I do not fully embrace the joy of my salvation. I treat my freedom as imprisonment, my relationship with Christ as obligation. I forget that there is no rigamarole necessary.

 I want to have quiet time where I light a candle and I journal and listen to beautiful music as I read my bible and talk to the Lord. I am in a season, though, where this is hard and I cannot reconcile the picture I have in my head of 'Quiet Time' with the Lord with Kara In Real Life.

My picture looks like this: I am at the table with coffee, a candle is lit, and I am reading and absorbing God's word. I am journaling, I am being filled so that my day with my family will want to etch Proverbs 31 into my tombstone.

My reality: I stumble out of bed but cannot find my glasses.
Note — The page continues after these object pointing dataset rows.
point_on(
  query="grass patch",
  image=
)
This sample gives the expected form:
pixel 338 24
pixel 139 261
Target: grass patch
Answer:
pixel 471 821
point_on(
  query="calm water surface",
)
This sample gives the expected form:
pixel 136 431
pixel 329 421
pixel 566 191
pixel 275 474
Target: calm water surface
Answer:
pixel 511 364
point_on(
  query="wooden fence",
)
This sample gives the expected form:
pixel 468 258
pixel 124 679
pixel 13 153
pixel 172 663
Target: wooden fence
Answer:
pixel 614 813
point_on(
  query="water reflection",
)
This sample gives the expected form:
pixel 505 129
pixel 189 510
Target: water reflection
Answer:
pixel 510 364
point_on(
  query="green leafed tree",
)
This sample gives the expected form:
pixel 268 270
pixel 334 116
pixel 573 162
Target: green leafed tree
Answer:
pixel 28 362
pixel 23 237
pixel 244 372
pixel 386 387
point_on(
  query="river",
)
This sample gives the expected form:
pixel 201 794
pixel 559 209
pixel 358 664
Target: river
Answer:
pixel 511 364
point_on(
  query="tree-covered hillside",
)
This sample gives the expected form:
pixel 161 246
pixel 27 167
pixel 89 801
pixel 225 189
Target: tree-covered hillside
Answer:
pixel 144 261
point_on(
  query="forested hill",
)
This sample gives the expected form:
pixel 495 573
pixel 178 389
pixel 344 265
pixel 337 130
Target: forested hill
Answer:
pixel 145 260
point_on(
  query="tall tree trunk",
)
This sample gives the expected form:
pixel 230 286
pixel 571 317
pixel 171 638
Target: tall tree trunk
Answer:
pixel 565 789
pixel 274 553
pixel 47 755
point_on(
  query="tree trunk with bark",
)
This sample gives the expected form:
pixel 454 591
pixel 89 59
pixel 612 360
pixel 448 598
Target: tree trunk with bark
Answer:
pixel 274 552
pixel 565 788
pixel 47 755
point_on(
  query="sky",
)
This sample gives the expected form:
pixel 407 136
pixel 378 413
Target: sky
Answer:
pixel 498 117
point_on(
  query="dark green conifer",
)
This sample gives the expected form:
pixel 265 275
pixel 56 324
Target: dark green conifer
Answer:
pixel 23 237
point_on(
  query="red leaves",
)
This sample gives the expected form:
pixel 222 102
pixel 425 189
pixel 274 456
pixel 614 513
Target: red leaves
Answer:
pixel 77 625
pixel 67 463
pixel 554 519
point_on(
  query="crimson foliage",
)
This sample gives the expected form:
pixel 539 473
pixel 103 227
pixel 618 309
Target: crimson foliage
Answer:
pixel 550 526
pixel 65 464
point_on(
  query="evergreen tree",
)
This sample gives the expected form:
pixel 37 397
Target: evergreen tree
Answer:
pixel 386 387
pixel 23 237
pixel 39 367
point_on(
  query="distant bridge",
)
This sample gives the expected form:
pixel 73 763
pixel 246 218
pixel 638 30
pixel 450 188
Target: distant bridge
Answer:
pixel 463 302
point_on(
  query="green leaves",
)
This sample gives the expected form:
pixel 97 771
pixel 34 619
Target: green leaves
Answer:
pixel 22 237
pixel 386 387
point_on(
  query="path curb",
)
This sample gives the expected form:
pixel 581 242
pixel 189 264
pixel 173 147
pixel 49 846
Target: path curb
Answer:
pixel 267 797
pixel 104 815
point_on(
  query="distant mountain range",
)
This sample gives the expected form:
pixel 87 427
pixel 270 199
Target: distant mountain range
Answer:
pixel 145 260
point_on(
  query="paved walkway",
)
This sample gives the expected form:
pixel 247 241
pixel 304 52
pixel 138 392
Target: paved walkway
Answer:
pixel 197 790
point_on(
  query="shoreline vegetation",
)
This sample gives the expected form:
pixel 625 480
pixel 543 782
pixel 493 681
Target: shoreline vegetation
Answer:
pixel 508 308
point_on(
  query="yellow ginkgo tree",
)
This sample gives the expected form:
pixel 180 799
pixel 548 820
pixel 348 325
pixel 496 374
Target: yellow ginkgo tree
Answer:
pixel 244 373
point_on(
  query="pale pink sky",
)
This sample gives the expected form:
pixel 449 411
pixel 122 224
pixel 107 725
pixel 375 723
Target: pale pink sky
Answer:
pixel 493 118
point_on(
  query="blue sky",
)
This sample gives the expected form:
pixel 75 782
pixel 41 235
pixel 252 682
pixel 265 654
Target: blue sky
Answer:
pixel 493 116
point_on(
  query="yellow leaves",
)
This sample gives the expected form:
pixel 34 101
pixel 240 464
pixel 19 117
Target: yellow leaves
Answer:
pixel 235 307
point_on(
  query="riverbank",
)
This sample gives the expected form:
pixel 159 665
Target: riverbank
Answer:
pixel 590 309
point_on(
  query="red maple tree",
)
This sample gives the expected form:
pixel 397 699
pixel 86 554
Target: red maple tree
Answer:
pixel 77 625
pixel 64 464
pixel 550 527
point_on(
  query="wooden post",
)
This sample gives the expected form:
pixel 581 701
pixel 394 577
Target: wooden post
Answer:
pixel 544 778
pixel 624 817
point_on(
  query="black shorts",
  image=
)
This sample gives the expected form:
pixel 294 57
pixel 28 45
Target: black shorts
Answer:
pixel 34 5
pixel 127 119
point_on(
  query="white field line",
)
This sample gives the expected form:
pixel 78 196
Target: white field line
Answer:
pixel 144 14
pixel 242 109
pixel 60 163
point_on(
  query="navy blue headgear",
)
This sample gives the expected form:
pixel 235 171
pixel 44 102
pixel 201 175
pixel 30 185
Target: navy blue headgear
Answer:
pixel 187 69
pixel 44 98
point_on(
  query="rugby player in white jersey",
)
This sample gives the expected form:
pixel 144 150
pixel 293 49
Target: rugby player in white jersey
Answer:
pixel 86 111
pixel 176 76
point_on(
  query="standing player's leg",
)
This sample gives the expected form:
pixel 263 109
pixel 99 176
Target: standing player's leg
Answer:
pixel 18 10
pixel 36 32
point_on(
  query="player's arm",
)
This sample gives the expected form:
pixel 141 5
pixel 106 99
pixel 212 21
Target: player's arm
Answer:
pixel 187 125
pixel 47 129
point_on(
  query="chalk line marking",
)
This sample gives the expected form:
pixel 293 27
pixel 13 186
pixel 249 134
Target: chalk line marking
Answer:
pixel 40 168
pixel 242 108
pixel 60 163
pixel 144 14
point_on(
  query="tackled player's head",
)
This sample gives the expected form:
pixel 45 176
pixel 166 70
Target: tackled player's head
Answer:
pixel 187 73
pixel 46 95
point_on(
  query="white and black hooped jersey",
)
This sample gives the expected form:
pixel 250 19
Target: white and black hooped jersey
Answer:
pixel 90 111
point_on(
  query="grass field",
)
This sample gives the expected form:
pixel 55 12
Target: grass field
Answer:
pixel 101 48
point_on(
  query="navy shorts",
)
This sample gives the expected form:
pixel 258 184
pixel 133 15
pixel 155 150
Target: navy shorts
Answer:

I find the candle but no lighter. I start the coffee (gotta make the coffee) but the filter is jammed and there's grounds everywhere. I have my bible but am afraid to turn on a light because if my children see the light they will wake up and be hungry and need to eat and need me to do lots of other things for them too. If I do settle in to reading scripture my body realizes that it's 4:30 a.m., the only time a mother can be truly alone, and demands that I give it more rest.

I am not knocking the candle/journal/bible scenario, please know that. I have had that season and I will again one day. Right now, though, that's not as easy for me.

I can, though, sit at the table after breakfast and read my bible. I can read verses out loud to the kids (even while they look bored and fidget) and ask what they think. I can tape verses to the mirror. I can listen to podcasts of sermons. Best of all,  I can talk to God all. day. long. He won't tire of my voice or be distracted by his phone. He won't demand that I get him a snack or beg me to take him to the park. God won't focus on my fears, or my failures, or my pettiness he'll just see me as me, as I am in Him. All I need to do is talk to him. As Brother Lawrence wrote, "There is not in the world a kind of life more sweet and delightful, that that of a continual conversation with God; those only can comprehend it who practice it and experience it."

Basically, my hardest job is to not be the veil. I am always the only thing standing between me and Jesus. I can't let the picture in my head keep me from enjoying the picture that God would like to be in. 

I will remember I am unveiled and embrace the Quiet in the chaos.